The following code illustrates the problem:
library(caret)
library(NeuralNetTools)
Fruit<-c("Banana", "Apple", "Banana", "Orange", "Appel")
Origin<-c("New Guinea", "China","Germany", "USA", "Germany")
Quality<-c("Good", "Bad", "Good", "Very bad", "Decent")
Value<-c(50,75,80,60,30) #cents
Price<-c(1,2,1,3,1) #euros
Fruits<-data.frame(Fruit, Origin, Quality, Value, Price)
n <- 5
Fruits.replicated<-do.call("rbind", replicate(n, Fruits, simplify = FALSE))
KI <- train(
x = as.data.frame(subset(Fruits.replicated, select=-c(`Price`))),
y = Fruits.replicated$`Price`,
method = "nnet",
preProc = c("center", "scale"),
trControl = trainControl(
search = "random",
allowParallel = TRUE,
savePredictions = "final"
),
tuneLength = 5,
maxit = 500,
MaxNWts = 5000,
linout = TRUE,
trace = TRUE
)
Olden<-olden(KI$finalModel, bar_plot = FALSE)
Garson<-garson(KI$finalModel, bar_plot = FALSE)
It is an easy example of my problem. It programs an AI that, given a few parameters, tries to predict the price of a product.

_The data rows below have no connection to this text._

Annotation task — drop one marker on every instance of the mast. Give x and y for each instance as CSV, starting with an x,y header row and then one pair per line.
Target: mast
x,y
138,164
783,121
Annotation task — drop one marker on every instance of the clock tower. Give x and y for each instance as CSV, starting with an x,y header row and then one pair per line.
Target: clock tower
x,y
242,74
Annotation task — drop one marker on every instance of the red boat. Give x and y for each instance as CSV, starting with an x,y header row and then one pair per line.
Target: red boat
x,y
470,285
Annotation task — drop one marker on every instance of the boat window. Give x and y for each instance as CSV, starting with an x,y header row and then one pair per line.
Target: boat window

I also implemented the olden and garson functions, which give the relative importance of the parameters. If low, it could have nothing to do with the outcome and just confuse the AI, so I could try not to use it, and hope for a better outcome with only the other parameters. It does work well for the column "Value", because it is numeric and therefore there is just one relative importance, so I can easily see if I should erase it with low relative importance or keep it with a high one. It does not work that well with string parameters though, because every string gets a relative importance. In my actual, bigger example I have a huge dataframe and 100+ strings, that each get a relative importance. It is quite messy and I cannot do anything with it, since I am only interested in the coloumn itself, should I use it for the AI or not.

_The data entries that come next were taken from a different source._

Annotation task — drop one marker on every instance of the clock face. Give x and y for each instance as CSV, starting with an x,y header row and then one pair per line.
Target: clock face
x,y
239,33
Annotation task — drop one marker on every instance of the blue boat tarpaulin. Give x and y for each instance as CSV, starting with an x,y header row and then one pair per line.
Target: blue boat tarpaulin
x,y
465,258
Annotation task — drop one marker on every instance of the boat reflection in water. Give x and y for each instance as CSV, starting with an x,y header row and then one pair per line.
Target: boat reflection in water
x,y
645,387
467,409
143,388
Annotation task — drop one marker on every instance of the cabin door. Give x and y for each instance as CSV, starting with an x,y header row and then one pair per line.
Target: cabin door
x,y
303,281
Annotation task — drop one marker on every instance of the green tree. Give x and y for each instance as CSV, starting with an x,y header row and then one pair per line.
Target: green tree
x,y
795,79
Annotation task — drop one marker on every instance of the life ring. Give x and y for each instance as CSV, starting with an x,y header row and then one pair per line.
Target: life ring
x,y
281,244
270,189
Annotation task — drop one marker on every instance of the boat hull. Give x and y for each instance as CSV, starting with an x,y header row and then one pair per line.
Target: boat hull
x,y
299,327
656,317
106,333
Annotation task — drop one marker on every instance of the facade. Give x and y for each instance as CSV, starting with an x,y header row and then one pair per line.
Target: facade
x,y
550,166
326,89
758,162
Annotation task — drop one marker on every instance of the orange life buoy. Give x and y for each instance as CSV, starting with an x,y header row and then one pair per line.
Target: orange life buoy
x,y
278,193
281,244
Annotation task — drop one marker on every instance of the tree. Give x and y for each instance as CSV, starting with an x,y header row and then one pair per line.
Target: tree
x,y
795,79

Is it possible to "average" the result for each coloumn with strings, so I only get one value as in the numeric case for the functions garson and olden? Meaning that if in ColoumnA, String1 appears in 75% of cases with relative importance 2, and String2 appears in 25% of cases with relative importance 1, I get 1,75 for the whole coloumn, to see how important the coloumn is on average?